More on your remaining questions later.
Heterosexual sex does not spread AIDS.
Homosexuals don’t want this info known since it might affect their funding and sympathy.
I have an idea. All known HIV infected individuals should have to register with a national database so that people could scrutinize their sexual partners IN ADVANCE. I’m sure that will happen.
Thanks for the link, but the title is misleading after reading the story.
This was your assertion:
“But they’re not.

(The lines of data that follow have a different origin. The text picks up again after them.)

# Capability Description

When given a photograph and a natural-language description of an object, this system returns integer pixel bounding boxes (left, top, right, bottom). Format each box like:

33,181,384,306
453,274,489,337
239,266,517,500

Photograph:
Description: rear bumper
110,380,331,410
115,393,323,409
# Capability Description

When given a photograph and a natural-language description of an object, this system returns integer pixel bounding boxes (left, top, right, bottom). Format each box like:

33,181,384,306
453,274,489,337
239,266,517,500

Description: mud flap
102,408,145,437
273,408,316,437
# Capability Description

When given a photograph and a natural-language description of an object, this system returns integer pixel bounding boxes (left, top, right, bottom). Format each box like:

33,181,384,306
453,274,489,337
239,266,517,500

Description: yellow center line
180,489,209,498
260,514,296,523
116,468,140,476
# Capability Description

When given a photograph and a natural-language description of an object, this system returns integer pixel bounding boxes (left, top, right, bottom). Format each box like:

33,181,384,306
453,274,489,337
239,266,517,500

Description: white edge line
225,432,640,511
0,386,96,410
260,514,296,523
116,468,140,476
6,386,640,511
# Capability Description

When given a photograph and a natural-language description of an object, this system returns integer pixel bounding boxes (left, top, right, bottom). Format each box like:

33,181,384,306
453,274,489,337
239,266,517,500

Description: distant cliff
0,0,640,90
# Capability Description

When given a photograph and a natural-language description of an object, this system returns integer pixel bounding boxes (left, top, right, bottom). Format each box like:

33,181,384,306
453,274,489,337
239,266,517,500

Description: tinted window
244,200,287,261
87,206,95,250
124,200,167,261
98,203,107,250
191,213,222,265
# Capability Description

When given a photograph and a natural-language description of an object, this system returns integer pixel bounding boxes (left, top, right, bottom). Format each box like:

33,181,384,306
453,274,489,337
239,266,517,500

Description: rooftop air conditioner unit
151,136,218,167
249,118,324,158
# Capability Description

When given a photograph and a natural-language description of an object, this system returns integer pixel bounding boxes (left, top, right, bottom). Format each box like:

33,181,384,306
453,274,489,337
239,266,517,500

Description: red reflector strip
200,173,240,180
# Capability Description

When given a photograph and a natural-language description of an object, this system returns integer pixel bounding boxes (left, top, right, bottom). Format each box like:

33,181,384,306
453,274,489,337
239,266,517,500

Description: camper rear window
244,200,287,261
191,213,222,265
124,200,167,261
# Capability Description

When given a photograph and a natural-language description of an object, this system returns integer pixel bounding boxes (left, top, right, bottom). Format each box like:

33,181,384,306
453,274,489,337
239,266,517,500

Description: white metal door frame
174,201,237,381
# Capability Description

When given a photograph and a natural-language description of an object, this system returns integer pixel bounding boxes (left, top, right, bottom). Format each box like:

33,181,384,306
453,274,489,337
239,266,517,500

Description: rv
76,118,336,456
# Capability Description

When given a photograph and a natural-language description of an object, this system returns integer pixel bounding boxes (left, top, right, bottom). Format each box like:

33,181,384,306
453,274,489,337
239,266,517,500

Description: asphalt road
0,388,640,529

It’s not much, but it’s enough to sustain the prevalence outside their cohort through heterosexal contact and intravenous drug abuse.”
The article (and many others) refutes that:
From the article:
“Whereas once it was seen as a risk to populations everywhere, it was now recognised that, outside sub-Saharan Africa, it was confined to high-risk groups including men who have sex with men, injecting drug users, and sex workers and their clients.”
From your link (Comment section):
“Sex: From 2003 through 2006, the estimated number of HIV/AIDS cases increased approximately 5% among males and decreased 6% among females (Table 1). In 2006, males accounted for 74% of all HIV/AIDS cases among adults and adolescents. In 2006, rates were 33.8 per 100,000 among males and 11.5 per 100,000 among females (Table 5b).
Transmission category: From 2003 through 2006, the estimated number of HIV/AIDS cases increased among men who have sex with men (MSM) and remained stable among adults and adolescents with HIV infection attributed to high-risk heterosexual contact (heterosexual contact with a person known to have, or to be at high risk for, HIV infection) (Table 1). The estimated number of HIV/AIDS cases decreased among injection drug users (IDUs), MSM who were also IDUs, and among children. MSM (49%) and persons exposed through high-risk heterosexual contact (33%) accounted for 82% of all HIV/AIDS cases diagnosed in
Those numbers do not support “sustaining the prevalence” ofAIDS through heterosexual transmission.
They do support making public who has the disease so heterosexuals can avoid having sex with those individuals.